DEV Community

Ali Abbas
Ali Abbas

Posted on

How I Addressed the Real Pain Behind ADRs Enforcement

Description

Technical deep-dive on building a GitHub Action that prevents institutional amnesia by surfacing past architectural decisions on Pull Requests

I spent 3 years building systems. During that time, I watched teams waste months repeatedly debating architectural decisions they'd already made. We use ADRs in our company, but enforcement is inconsistent - only senior devs remember to update them.

So I built Decision Guardian - a GitHub Action that surfaces past architectural decisions directly on Pull Requests.

Here's how I did it, and the technical challenges I solved along the way.

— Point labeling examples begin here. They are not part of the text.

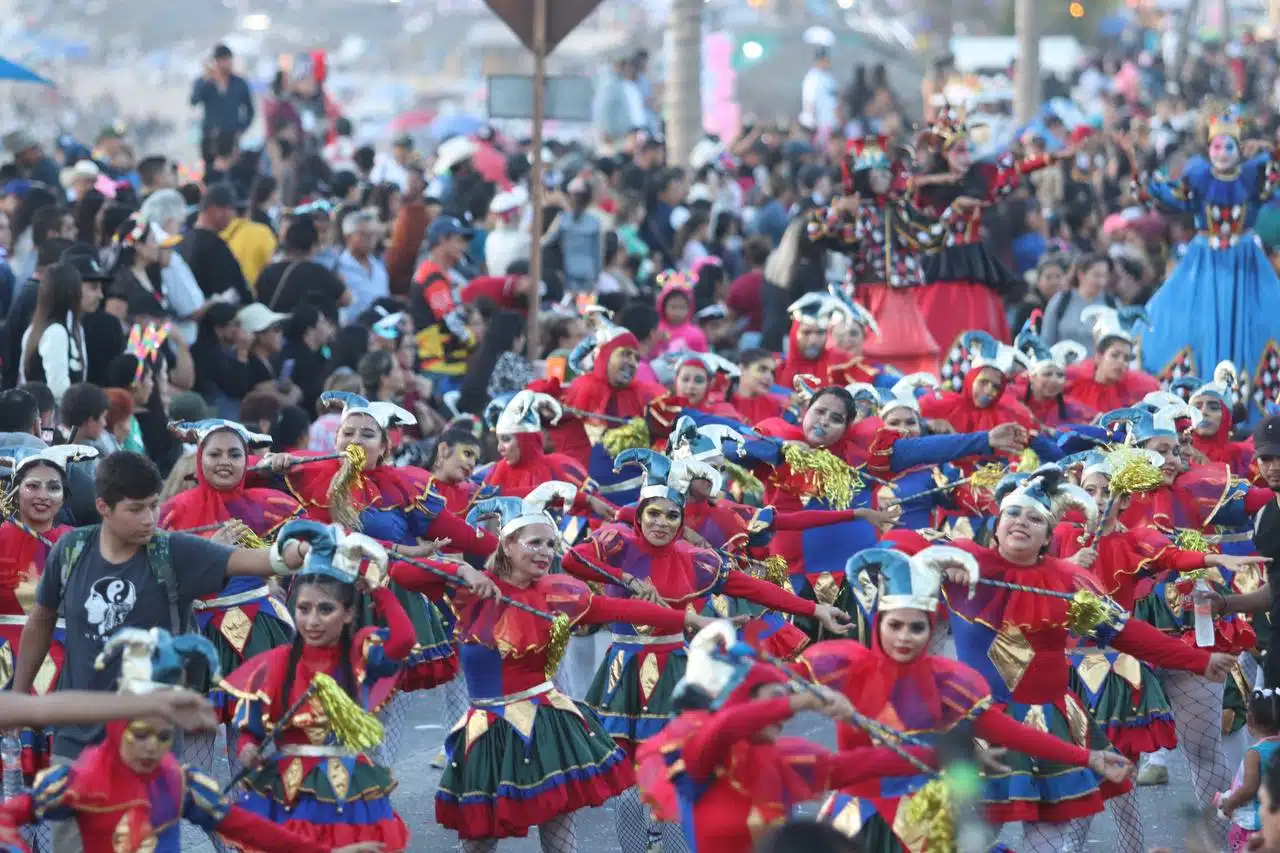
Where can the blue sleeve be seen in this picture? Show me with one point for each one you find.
(935, 450)
(376, 664)
(247, 110)
(1046, 448)
(754, 451)
(1232, 512)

The Solution: Decision Guardian

Decision Guardian is a GitHub Action that:

  1. Parses architectural decisions from markdown files
  2. Matches them against PR file changes
  3. Surfaces relevant context automatically as a comment

Example decision file (.decispher/decisions.md):

<!-- DECISION-DB-001 -->
## Decision: Database Choice for Billing

**Status**: Active  
**Date**: 2024-03-15  
**Severity**: Critical

**Files**:
- `src/db/pool.ts`
- `config/database.yml`

### Context

We chose Postgres over MongoDB because billing requires 
ACID compliance for financial transactions.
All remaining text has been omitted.